America Desk, Sept. 19 (EFE) – Argentine far-right candidate Javier Milei’s proposal to dollarize Argentina has once again brought the dollarization debate to Latin America.
Countries like Panama, El Salvador, and Ecuador have adopted the US currency for years, and others like Cuba and Venezuela have solid underground markets.
In Argentina, Milei, the candidate of La Libertad Avanza, took first place (29.86%) in the primaries on August 13 under the banner of dollarization, eliminating the central bank and taking a “chainsaw” to public spending,
However, despite triple-digit inflation, macroeconomists speak of “insurmountable obstacles” because Argentina lacks the necessary dollars to save the monetary base and support bank deposits.
Moreover, the proposals involve “absurd increases” in public debt for a country whose securities are quoted at 30% of parity.
The first dollarized country in Latin America was Panama, where the use of the dollar dates back to 1904, one year after it gained independence from Colombia as a result of the construction of the Panama Canal by the US.
However, the currency had already been in circulation for almost half a century thanks to the influx of travelers due to the so-called “gold rush.”
According to the National Center for Competitiveness (CNC), a non-profit public-private organization, the measure had its advantages because it allowed “one of the lowest inflation rates in the region and a competitive supply of credit.
It also favored commercial stimulation and a stable economy without a central bank or a state that could intervene in the price of money.
The CNC claims that the downside is it limits the possibility of stimulating exports through devaluations.
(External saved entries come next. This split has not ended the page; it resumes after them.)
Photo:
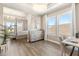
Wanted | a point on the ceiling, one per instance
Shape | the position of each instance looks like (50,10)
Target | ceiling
(34,8)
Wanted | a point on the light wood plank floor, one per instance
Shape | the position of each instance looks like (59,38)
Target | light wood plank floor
(41,48)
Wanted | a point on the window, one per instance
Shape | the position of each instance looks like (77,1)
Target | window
(51,23)
(65,23)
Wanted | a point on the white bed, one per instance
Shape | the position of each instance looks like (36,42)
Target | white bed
(19,34)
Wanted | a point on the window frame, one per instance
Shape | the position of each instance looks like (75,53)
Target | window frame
(63,13)
(53,33)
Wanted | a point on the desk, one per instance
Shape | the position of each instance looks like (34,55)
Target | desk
(72,42)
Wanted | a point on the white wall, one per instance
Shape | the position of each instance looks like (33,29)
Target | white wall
(77,17)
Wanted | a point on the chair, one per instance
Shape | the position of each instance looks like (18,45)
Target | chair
(67,49)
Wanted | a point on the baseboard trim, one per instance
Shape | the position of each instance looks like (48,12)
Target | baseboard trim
(56,42)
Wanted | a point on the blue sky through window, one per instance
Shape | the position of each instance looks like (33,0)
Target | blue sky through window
(64,19)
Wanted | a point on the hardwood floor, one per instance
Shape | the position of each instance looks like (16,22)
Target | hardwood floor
(41,48)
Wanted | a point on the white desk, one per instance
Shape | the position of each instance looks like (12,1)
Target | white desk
(72,42)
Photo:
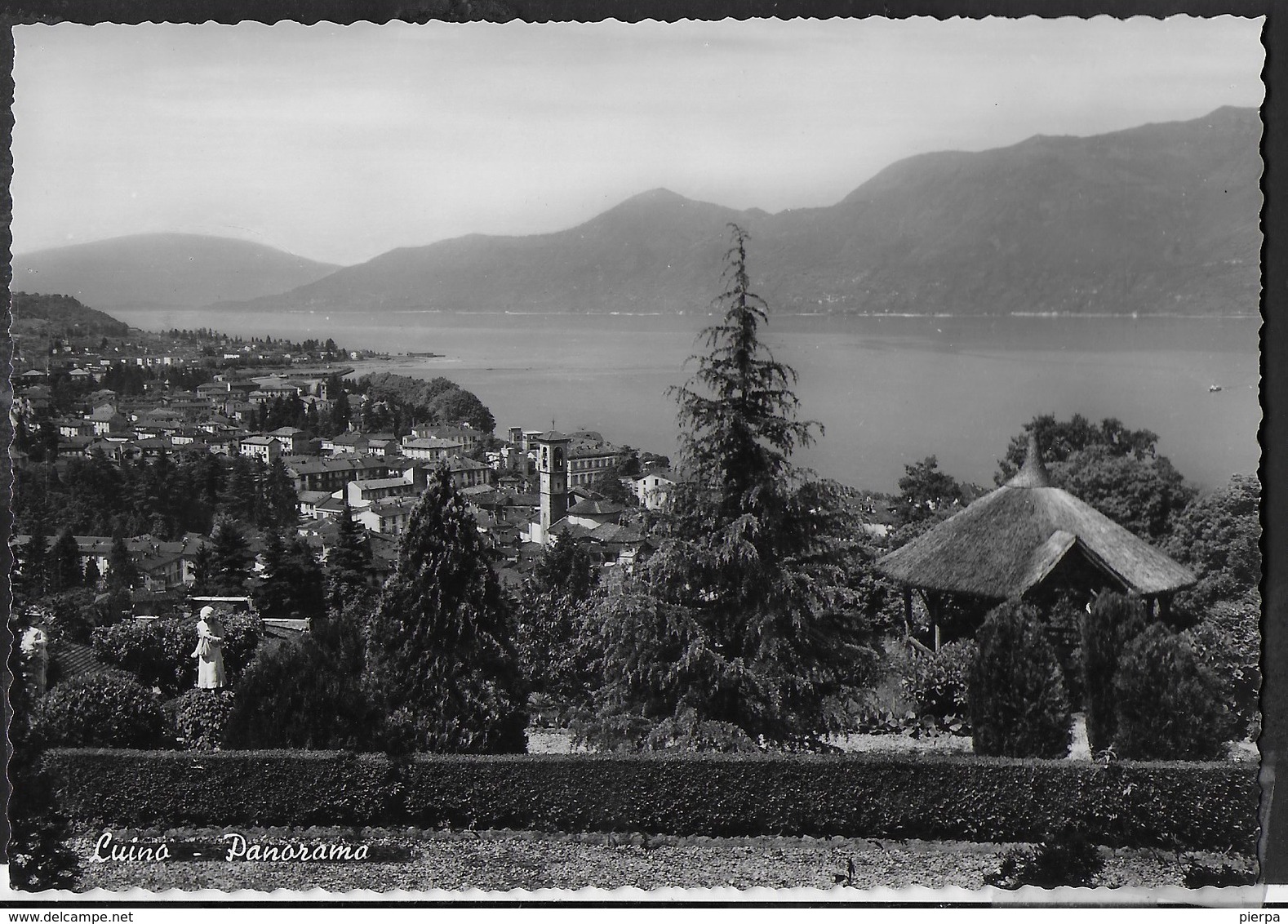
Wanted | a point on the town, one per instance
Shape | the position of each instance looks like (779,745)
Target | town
(201,400)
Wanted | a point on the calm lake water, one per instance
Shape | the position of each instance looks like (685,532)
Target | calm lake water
(889,391)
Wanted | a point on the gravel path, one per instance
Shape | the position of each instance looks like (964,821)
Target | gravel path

However, “the benefits far outweigh the costs,” according to the organization.
Dollars and Balboas coexist strangely: it is known that the national currency is equal to one dollar, but it is only seen in one-unit coins with a limited monetary supply.
Panama was followed by Ecuador almost a century later, when it adopted the dollar as its sole legal currency in 2000, abandoning the heavily devalued sucre after an unexpected and traumatic decision taken by then-president Jamil Mahuad (1998-2000) as a way out of an economic crisis.
The dollar allowed the Ecuadorian economy to achieve monetary and financial stability, going from an average annual inflation of 36.4% in 1980-1998 to 4.5% in 2001-2019, according to data from the Central Bank of Ecuador (BCE).
“When politicians cannot adequately manage the currency, citizens begin to de facto dollarize the country, especially in countries with weak institutions,” says Ecuadorian economist Alberto Acosta-Burneo.
“Politicians monetize the deficit. They aggressively print banknotes to finance fiscal imbalances. At the end of the day, they pass the bill to the citizens through the inflation tax,” he adds.
However, according to him, Ecuador needs to go one step further and abolish the central bank to prevent it from issuing money by expanding its fiscal balances through placing bonds, an accounting arrangement that can create a liquidity crisis.
Dollars are also legal in El Salvador, along with the colón, since January 1, 2001, whose exchange rate was set at 8.75 units to the dollar until it disappeared when the banking system converted all accounts into dollars, and the Salvadoran colon was withdrawn.
According to economist Ricardo Castañeda, dollarization “was undoubtedly a political measure rather than an economic one, since there were no technical elements to support the decision.”
However, for El Salvador and Honduras, the “greatest advantage” of dollarization “after such a long time” is that it has allowed inflation to be “not so high,” but “it has been a brake on the country’s economic growth because there are fewer tools to influence the economy,” he adds.